Five pieces of advice for children’s services leaders

Emmet Regan sets out five areas of focus for local authority leaders for the next year to get the most out of the government’s response to the Care Review.

Love and stability is what all children need. The government’s response to the Care Review - ‘Stable Homes, Built on Love’ - centres around six pillars of reform, including unlocking the potential of family networks, family help and a highly skilled social worker for every child.

The plans were not greeted with universal support by all. Clear challenges around funding, the scale of the proposed changes and timescale for the changes were among some of the concerns. The Association of Directors for Children’s Services (ADCS) applauded ‘a welcome emphasis on children’s rights and outcomes’ as well as not ‘shying away from the big challenges children, families, public services and society faces… [and] need for significant investment in rebalancing the social care system towards early family support’.

The questions for leaders is now: what should I be doing while the government pilots new change?

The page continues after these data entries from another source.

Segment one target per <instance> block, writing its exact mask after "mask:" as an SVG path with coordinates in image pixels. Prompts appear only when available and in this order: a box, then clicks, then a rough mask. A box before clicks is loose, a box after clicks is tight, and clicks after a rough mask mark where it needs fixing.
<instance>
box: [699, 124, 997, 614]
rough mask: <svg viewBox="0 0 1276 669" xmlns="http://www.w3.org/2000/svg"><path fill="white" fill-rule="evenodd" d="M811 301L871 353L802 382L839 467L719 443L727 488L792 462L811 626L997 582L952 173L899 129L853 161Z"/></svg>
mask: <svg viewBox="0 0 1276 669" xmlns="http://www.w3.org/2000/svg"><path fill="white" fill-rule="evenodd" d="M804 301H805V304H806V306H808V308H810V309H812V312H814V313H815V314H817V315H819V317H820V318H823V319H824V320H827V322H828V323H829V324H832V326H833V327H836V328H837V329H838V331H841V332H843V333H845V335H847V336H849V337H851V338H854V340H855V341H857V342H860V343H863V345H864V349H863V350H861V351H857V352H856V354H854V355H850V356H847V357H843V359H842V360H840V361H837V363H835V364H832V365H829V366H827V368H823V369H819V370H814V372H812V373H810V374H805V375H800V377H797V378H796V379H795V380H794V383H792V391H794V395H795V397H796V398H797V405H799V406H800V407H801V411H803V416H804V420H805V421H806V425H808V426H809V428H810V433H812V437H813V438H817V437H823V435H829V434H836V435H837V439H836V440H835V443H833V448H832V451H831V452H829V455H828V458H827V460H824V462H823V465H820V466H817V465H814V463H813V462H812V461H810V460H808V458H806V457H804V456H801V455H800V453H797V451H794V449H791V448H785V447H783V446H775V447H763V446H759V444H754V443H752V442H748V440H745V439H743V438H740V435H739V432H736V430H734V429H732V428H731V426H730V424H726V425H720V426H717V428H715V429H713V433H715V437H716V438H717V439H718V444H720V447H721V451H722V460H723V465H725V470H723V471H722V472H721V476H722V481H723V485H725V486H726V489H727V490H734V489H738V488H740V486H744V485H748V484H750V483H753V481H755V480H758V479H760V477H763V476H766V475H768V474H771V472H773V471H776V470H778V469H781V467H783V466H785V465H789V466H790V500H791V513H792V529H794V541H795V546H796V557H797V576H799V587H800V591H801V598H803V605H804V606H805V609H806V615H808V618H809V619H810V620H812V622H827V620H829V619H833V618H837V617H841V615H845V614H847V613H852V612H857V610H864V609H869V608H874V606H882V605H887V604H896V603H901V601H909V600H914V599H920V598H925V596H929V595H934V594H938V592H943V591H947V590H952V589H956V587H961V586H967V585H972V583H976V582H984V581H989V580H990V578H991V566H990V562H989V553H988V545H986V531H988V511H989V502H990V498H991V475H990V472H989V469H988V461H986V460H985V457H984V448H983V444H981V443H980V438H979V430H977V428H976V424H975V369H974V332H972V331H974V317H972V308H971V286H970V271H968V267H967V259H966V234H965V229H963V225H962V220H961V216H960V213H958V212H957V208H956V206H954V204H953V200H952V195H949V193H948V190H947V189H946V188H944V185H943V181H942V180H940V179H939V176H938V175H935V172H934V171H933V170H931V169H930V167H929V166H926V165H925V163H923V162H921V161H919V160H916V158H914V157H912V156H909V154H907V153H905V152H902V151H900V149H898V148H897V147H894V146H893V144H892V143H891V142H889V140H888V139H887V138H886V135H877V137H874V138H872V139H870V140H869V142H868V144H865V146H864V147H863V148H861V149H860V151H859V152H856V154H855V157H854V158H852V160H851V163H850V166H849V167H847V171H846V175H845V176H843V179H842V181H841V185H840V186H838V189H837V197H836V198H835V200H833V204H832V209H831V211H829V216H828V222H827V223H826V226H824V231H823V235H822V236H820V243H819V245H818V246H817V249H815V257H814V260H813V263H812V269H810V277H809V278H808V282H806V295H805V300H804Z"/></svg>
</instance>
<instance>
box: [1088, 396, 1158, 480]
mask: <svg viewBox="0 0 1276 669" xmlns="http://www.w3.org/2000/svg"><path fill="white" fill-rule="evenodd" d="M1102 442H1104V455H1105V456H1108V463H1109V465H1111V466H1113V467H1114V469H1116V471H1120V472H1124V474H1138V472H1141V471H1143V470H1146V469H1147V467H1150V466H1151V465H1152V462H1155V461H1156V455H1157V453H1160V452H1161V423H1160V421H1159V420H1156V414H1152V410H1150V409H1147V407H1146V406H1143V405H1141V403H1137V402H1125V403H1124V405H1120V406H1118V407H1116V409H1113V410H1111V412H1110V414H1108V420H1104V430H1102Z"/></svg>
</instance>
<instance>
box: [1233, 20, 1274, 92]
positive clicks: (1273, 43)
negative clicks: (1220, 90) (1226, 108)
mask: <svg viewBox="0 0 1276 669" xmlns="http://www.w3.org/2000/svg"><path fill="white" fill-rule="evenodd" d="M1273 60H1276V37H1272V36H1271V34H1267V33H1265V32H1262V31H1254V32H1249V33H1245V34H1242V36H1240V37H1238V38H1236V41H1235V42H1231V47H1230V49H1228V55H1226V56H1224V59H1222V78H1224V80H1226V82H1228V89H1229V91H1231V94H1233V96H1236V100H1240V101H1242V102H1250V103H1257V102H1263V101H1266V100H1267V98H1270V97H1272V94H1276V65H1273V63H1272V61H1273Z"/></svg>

What about the prospect of a general election and further change in the coming 18 months?

I believe leaders should respond in five ways:

1. Come together and take a stance

Leaders should bring together colleagues from across social work, health, education and the wider public service family to debate and discuss the Review. This should not be discussion for discussion’s sake, but rather a chance to understand the direction of travel within children’s social care reform and what is possible in the coming months.

2. Make sure your voice is heard

The government is eager to hear from people across the system so leaders should respond and engage with their consultation process. This is a real opportunity to shape the current thinking. Policy is always better when it is informed by the ‘real world’.

3. Explore ways to work together closer

The desire to move towards multi-disciplinary teams working together to support families is clear from both the Care Review and the Government’s response. There are a number of approaches in existence that have demonstrated the power of multi-disciplinary working, including Leeds’s ‘Family Valued’, Hertfordshire’s ‘Strengthening Families’ and North Yorkshire’s ‘No Wrong Door’. Work can be done now in advance of any centralised changes, to further deepen and strengthen working relationships.

4. Be alert to new opportunities

Whether it is the government’s commitment to the recruitment of more foster carers or a greater focus on training, there will be opportunities emerging for all local authorities to engage with the Care Review and learn from the pathfinders that will kick off the changes.

5. Plan, Plan, Plan

Developing a plan is crucial. Over the coming months, leaders needs to think about how their authority can respond to change.

As we all know from our experiences working in public services, two things are true: the work is hard and change is inevitable. Talk to anyone within the wider children’s social care system and they will tell you that things have to be done differently, and that change is needed imminently to improve outcomes for the most vulnerable children and young people.

Taking the time to think about how you we respond to the government’s plan is essential. Children’s services leaders need to grasp the nettle and set themselves on a course to make the most of the opportunities that lie ahead. Clarity of purpose, a shared vision among partners and engaging with change is the order of the day. Ultimately, what matters is the outcomes and making love and stability part of all children’s lives.